Bangladesh Terror Attack Highlights Security Concerns, Threats to Citizens, Country’s Economy

For Immediate Release: Friday, July 1, 2016

Contact: Natalie Butz, West End Strategy Team, office: 202-776-7700, cell: 202-765-8584


NEW YORK, NY - In response to the terror attack unfolding at Holey Artisan Bakery in Gulshan, a diplomatic zone of Bangladesh’s capital, Sarah Labowitz, co-founder and co-director at the NYU Stern Center for Business and Human Rights, released the following statement:

“The hostage crisis in Dhaka is a terrible tragedy reflecting how security has deteriorated in the country. The events unfolding in Dhaka also have the potential to have a significant economic impact,” said Labowitz. “This attack comes on the heels of more than 40 assassinations of secular writers, foreign aid workers, and an LGBT activist carried out by groups affiliated with the Islamic State and Al Qaeda. I am hoping that peaceful resolution is possible and am keeping the families of the victims, including two police officers, in my thoughts.

The hostage attack heightens security concerns while presenting a serious threat to the economy. The fashion industry has been a boon to Bangladesh’s economic growth, but this kind of attack will surely keep buyers away in the months leading up to the holiday shopping season. Five million workers depend on jobs in the readymade garment sector. This attack has the potential to jeopardize Bangladesh’s developing economy and the prosperity of its people, which only exacerbates an economic environment in which homegrown extremism can take root.”

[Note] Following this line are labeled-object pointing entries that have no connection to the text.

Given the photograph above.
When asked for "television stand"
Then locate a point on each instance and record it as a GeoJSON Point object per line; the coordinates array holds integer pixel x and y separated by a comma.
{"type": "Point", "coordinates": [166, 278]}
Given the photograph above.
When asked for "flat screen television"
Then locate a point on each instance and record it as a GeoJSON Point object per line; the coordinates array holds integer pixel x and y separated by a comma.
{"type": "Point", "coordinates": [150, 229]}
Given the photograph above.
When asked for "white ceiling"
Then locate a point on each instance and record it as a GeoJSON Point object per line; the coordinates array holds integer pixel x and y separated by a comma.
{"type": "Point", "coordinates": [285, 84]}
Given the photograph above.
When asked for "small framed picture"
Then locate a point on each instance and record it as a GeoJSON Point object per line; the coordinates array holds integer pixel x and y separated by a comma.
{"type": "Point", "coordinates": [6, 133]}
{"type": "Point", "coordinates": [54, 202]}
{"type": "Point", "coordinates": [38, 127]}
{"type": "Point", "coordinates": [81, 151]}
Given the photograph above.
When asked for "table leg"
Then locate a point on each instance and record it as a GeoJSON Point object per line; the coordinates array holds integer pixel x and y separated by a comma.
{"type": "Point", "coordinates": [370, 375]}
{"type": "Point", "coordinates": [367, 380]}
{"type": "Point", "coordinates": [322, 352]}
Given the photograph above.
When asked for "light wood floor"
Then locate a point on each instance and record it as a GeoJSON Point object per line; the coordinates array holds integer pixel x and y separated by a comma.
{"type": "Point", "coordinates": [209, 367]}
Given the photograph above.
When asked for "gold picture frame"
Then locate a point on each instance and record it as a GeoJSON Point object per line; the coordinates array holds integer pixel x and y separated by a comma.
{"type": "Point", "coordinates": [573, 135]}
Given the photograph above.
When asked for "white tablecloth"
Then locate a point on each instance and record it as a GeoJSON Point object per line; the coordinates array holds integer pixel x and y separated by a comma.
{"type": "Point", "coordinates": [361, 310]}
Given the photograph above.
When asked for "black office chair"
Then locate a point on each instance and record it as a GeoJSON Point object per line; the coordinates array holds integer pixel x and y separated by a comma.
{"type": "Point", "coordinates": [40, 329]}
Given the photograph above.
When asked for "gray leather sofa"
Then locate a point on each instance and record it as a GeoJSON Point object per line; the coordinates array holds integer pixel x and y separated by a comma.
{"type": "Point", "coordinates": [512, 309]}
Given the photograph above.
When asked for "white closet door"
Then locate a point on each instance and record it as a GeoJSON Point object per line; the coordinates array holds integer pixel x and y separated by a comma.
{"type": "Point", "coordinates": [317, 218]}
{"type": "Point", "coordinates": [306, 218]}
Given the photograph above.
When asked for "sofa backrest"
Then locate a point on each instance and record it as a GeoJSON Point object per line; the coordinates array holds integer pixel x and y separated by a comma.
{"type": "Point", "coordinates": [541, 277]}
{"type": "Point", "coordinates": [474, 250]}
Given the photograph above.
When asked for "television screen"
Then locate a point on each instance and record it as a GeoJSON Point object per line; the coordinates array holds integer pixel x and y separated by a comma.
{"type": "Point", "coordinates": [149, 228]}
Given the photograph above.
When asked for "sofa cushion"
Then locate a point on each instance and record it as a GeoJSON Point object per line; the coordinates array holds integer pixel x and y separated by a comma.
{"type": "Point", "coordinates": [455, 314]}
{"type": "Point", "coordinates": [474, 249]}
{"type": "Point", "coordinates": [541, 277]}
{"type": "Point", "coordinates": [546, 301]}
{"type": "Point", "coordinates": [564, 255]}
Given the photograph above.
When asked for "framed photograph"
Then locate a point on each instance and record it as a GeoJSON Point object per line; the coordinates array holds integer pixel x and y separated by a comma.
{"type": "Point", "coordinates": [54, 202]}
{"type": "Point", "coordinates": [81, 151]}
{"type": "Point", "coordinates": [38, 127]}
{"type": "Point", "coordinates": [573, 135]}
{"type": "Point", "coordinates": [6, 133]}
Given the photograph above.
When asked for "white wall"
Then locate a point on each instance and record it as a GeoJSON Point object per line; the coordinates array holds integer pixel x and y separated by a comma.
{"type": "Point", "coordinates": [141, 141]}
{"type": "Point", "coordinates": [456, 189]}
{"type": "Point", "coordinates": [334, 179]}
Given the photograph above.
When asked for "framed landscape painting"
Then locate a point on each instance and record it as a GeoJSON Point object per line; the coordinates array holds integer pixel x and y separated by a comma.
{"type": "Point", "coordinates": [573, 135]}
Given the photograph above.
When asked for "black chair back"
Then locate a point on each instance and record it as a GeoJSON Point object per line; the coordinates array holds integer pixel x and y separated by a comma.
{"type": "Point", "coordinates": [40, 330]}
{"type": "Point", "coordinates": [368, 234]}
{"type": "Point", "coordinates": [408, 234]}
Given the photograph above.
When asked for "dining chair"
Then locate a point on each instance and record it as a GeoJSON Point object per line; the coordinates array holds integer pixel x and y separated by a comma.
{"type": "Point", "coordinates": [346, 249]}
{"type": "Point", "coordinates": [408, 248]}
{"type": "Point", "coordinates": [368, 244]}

Labowitz has co-authored two reports on Bangladesh’s garment sector. She conducted five research trips to the country since the Rana Plaza factory collapse in Dhaka killed more than 1,100 people in April 2013. Her most recent report, co-authored with Dorothée Baumann-Pauly,  “Beyond the Tip of the Iceberg: Bangladesh’s Forgotten Apparel Workers” identified 7,000 garment factories in the country, 65 percent more than previous estimates and nearly 3 million “invisible workers” who are excluded from the safety reforms that could prevent deadly work place disasters. In December, she outlined the risk of deteriorating security and Islamic extremism in Bangladesh in a blog for the Council on Foreign Relations’ Development Channel.